For a client it has been requested to setup a file sharing solution to be connected with an LDAP system.
In a previous post I have already explained that my last choice for LDAP is OpenDJ, which among the several features, it has the IsMemberOf virtual attribute, allowing to retrieve all users belonging to group, we will see the use later in this article.
They are both:
- open source solutions, released with AGPL3 license
- written in PHP
- make use of Mysql, PostgreSQL and Sqlite database
- have desktop clients for Windows, Linux and Mac and also for mobile devices (Owncloud mobile are not for free but still cheap)
- can connect to LDAP
- have a certain number of plugins
- provide also commercial support (Owncloud is more expensive)
It is really difficult for me to choose one of the two, my last decision went for Owncloud, I might change idea at the last :-) I don’t want to enter in the debate which one is the best, since they are continuously developed but I noticed that the CERN started to adopt it and this is interesting.
As I said Owncloud can connect to LDAP so I connected it to OpenDJ where I created a group owncloud-users using PHPLdapAdmin.
Therefore in Owncloud I used the following configuration
Server: opendj //I used the hostname Port: 1389 // default on OpenDJ Bind user name: cn=myadmin,ou=users,dc=my,dc=website,dc=com Password: mypassword Base DN: dc=my,dc=website,dc=com User filter: (&(objectclass=inetOrgPerson)(isMemberOf=CN=owncloud-users,ou=groups,dc=my,dc=website,dc=com)) Login filter: username, email and added cn attribute Group filter: (&(|(objectclass=groupOfUniqueNames))(cn=owncloud-users))

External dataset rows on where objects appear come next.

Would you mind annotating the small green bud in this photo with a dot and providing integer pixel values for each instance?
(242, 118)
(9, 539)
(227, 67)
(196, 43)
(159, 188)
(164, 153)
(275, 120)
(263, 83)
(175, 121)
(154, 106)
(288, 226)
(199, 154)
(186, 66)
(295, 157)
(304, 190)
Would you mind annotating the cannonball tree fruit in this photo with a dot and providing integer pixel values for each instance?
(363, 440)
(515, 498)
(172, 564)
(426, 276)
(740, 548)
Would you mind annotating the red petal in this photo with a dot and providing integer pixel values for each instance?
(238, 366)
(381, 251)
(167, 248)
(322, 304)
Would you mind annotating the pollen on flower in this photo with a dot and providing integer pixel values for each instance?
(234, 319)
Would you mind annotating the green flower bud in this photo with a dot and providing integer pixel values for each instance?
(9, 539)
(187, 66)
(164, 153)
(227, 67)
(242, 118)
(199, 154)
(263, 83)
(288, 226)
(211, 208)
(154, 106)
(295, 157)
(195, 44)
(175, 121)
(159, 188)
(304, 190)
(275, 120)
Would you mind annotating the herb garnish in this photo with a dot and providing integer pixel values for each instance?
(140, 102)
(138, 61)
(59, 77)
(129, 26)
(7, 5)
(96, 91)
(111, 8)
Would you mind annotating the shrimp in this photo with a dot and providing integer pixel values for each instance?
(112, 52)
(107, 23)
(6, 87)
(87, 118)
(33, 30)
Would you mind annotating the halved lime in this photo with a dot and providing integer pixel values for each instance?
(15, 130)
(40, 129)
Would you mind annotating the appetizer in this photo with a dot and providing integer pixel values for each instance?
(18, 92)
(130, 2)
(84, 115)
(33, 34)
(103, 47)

As you can see for the user filter I used the isMemberOf attribute to allow only owncloud-users, which is also declared in the group filter.
Now let’s see how to exclude disabled account in OpenDJ. To see the status of an account on OpenDJ we use the manage-account command so we type:
./manage-account -D "cn=Directory Manager" -w password get-all --targetDN cn=myuser,ou=users,dc=my,dc=website,dc=com
In the answer it should appear:
Account Is Disabled: false
To disable the account we type:
./manage-account -D "cn=Direcory Manager" -w password --targetDN cn=myuser,ou=users,dc=my,dc=website,dc=com set-account-is-disabled --operationValue true
The command should answer:
Account Is Disabled: true
Now the account is disabled, you can see it with the first command and also with PHPLdapAdmin by clicking on “show internal attribute” (on top right) you can notice the attribute ds-pwp-account-disabled set to true for that user.
So we use the attribute ds-pwp-account-disabled for the user filter in order to allow login only active users:
and then the disabled account will not be able to login on Owncloud, you can see the number of users found by Owncloud is diminished.
If we enable the account with the command:
./manage-account -D "cn=Directory Manager" -w password --targetDN cn=myuser,ou=users,dc=my,dc=website,dc=com clear-account-is-disabled
and we refresh the search of the users, we will see that the number of users is increased and the user can login again.